But Mr Wolfe countered: “The focus will be to drive growth. The focus is income maximisation, not wider social purposes.”
The second objection to the HDV concerned a lack of consultation.
Mr Bhose claimed by law there was no duty to seek residents’ views before the July decision and “nothing more could have arisen” after a consultation by the council’s watchdog overview and scrutiny committee (OSC).
He added “very full” consultations would take place before estates come up for redevelopment under the HDV.
But Mr Wolfe described this as a “Hobson’s choice” for residents between taking the HDV as set up or leaving their estates as they are.

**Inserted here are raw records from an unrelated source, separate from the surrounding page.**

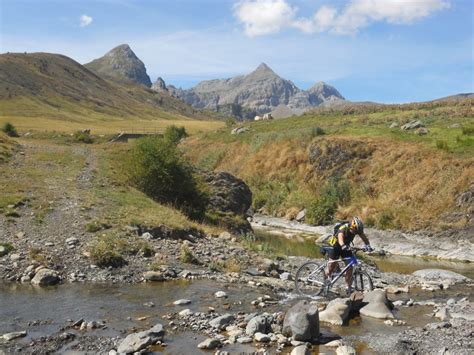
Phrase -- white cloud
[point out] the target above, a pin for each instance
(262, 17)
(85, 20)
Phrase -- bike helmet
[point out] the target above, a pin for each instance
(356, 225)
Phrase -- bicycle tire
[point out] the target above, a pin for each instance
(361, 281)
(315, 284)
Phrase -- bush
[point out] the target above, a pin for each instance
(468, 131)
(188, 257)
(157, 167)
(175, 134)
(443, 145)
(336, 192)
(83, 137)
(10, 130)
(107, 251)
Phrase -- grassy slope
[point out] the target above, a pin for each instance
(50, 172)
(408, 181)
(49, 90)
(7, 146)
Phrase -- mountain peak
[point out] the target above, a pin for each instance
(121, 63)
(263, 67)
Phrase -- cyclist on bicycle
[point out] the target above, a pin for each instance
(340, 242)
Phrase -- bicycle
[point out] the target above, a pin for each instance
(311, 278)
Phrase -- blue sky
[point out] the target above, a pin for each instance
(370, 50)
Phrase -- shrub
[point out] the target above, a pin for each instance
(107, 251)
(336, 192)
(157, 167)
(175, 134)
(10, 130)
(188, 257)
(468, 131)
(83, 137)
(443, 145)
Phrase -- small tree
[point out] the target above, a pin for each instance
(10, 130)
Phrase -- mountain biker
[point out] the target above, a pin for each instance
(343, 237)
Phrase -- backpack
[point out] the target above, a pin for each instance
(332, 240)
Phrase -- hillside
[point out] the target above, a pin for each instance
(258, 92)
(393, 178)
(54, 87)
(121, 64)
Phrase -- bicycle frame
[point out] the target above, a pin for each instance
(352, 262)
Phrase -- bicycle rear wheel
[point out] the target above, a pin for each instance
(361, 281)
(309, 280)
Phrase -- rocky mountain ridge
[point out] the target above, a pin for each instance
(258, 92)
(122, 64)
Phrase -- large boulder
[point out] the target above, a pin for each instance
(378, 305)
(229, 199)
(439, 275)
(46, 277)
(337, 312)
(139, 341)
(302, 322)
(258, 324)
(221, 321)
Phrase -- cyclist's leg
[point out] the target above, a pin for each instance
(333, 255)
(350, 271)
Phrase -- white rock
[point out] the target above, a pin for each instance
(220, 294)
(181, 302)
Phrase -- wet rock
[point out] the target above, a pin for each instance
(221, 321)
(261, 338)
(244, 340)
(439, 275)
(14, 335)
(258, 324)
(154, 276)
(209, 344)
(301, 215)
(3, 251)
(302, 322)
(301, 350)
(334, 343)
(45, 277)
(345, 350)
(443, 314)
(139, 341)
(378, 305)
(181, 302)
(220, 294)
(185, 313)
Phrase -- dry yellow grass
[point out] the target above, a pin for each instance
(42, 124)
(413, 184)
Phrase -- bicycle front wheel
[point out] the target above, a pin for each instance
(309, 279)
(361, 281)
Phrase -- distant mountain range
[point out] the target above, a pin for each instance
(261, 91)
(243, 96)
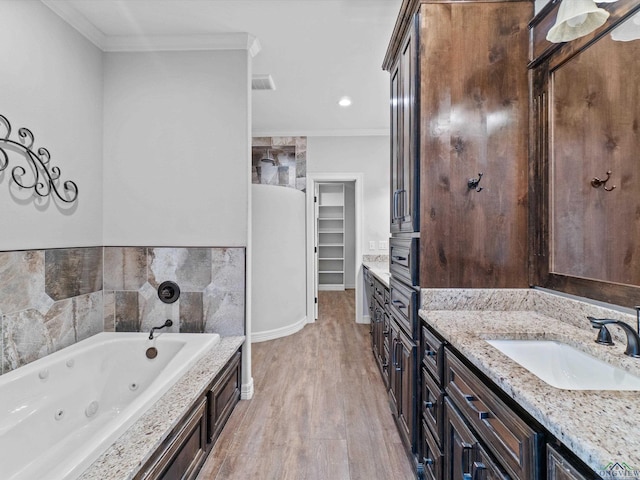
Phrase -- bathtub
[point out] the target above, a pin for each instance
(59, 413)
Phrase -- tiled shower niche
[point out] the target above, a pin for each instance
(211, 281)
(279, 161)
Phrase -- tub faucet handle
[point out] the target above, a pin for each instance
(168, 323)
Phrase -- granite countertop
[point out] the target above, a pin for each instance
(131, 451)
(380, 269)
(598, 426)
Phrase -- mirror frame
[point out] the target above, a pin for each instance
(545, 57)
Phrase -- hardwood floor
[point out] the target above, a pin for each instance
(320, 409)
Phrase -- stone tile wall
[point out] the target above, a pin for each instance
(211, 281)
(49, 299)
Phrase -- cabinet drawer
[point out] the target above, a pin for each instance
(507, 436)
(378, 291)
(403, 259)
(432, 457)
(404, 303)
(432, 406)
(432, 354)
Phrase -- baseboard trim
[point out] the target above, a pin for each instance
(246, 391)
(278, 332)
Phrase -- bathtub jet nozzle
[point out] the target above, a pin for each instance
(168, 323)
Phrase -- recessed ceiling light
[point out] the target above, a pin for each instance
(344, 102)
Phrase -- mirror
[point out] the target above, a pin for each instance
(594, 127)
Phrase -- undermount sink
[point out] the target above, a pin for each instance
(563, 366)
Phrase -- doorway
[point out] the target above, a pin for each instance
(334, 258)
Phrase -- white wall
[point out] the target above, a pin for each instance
(51, 83)
(278, 297)
(176, 168)
(366, 154)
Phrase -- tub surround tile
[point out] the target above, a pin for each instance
(29, 335)
(127, 312)
(191, 312)
(133, 449)
(190, 267)
(125, 268)
(211, 281)
(584, 421)
(22, 278)
(70, 272)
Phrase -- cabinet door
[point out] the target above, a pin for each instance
(404, 136)
(396, 146)
(407, 401)
(560, 468)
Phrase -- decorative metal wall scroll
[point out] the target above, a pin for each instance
(45, 177)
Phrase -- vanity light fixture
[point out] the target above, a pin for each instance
(577, 18)
(627, 31)
(41, 176)
(344, 102)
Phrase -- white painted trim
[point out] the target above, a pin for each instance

The third grounds stated the council failed to assess the HDV’s impact on vulnerable people.
Haringey argued it complied with a legal duty to do so by considering the elderly, disabled and minorities in an equalities impact assessment mulled over by Cllr Claire Kober and other chiefs in November 2015.

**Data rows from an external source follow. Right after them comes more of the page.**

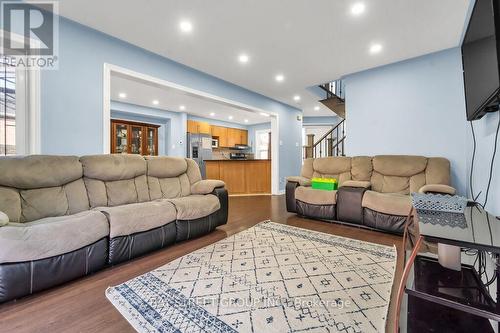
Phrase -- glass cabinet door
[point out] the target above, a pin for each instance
(151, 142)
(136, 139)
(121, 140)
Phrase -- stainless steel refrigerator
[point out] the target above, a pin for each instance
(199, 149)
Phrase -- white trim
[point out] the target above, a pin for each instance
(110, 68)
(28, 122)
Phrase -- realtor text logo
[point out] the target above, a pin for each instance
(30, 33)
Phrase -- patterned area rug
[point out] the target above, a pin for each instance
(269, 278)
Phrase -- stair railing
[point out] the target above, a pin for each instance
(332, 143)
(333, 89)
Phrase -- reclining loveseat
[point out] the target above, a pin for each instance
(63, 217)
(374, 192)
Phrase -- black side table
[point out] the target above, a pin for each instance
(455, 298)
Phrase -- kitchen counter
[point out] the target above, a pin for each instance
(232, 160)
(242, 177)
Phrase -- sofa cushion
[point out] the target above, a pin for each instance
(338, 167)
(206, 186)
(38, 171)
(114, 180)
(195, 206)
(316, 197)
(51, 236)
(387, 203)
(138, 217)
(166, 166)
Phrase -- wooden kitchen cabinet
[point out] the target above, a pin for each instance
(228, 136)
(221, 133)
(198, 127)
(242, 177)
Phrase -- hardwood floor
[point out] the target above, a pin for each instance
(81, 306)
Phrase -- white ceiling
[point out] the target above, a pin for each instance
(141, 93)
(310, 42)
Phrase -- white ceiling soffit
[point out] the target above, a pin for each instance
(309, 42)
(162, 98)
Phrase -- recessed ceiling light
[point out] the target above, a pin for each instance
(358, 8)
(243, 58)
(186, 26)
(375, 48)
(279, 77)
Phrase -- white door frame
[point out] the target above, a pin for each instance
(28, 123)
(109, 69)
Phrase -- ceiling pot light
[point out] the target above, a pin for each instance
(375, 48)
(186, 26)
(243, 58)
(358, 8)
(279, 78)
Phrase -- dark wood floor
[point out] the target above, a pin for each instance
(81, 306)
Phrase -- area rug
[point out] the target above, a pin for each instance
(269, 278)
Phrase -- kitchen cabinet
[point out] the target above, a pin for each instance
(220, 132)
(129, 137)
(241, 176)
(198, 127)
(228, 136)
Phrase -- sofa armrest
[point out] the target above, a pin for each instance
(206, 186)
(357, 183)
(437, 188)
(302, 181)
(4, 219)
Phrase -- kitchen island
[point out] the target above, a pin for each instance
(242, 177)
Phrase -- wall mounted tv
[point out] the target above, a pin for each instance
(480, 57)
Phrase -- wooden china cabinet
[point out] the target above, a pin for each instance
(128, 137)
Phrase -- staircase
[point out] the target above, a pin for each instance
(330, 144)
(334, 97)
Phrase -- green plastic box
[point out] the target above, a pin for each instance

A February 2017 OSC report on how the HDV would be managed, highlighting “very significant risks” and a “fundamental democratic deficit”, was dismissed by cabinet.
Mr Bhose argued: “We struggle to understand which people sharing protected characteristics may be disadvantaged by the structure of the HDV.
“Existing residents and tenants have been kept informed about the HDV. There were no democratic deficiencies. There are no equality issues in this case.”
But Mr Wolfe read passages from Haringey’s own HDV documents – including one saying the HDV business plan prioritised a single move for tenants rather than a right of return to redeveloped homes – to argue his point there would be no protection for people in social housing.
Grounds four centred on whether or not the decision was one all Haringey councillors should have taken and not a “select few” cabinet members.
Mr Wolfe argued the decision to set up the HDV amounted to a plan to control the council’s borrowing, investment and spending so therefore a matter for full council.
Mr Bhose countered that cabinet made the July decision within limits imposed by councillors who agreed Haringey’s budget and financial plan in February.
The review result is not expected for some weeks.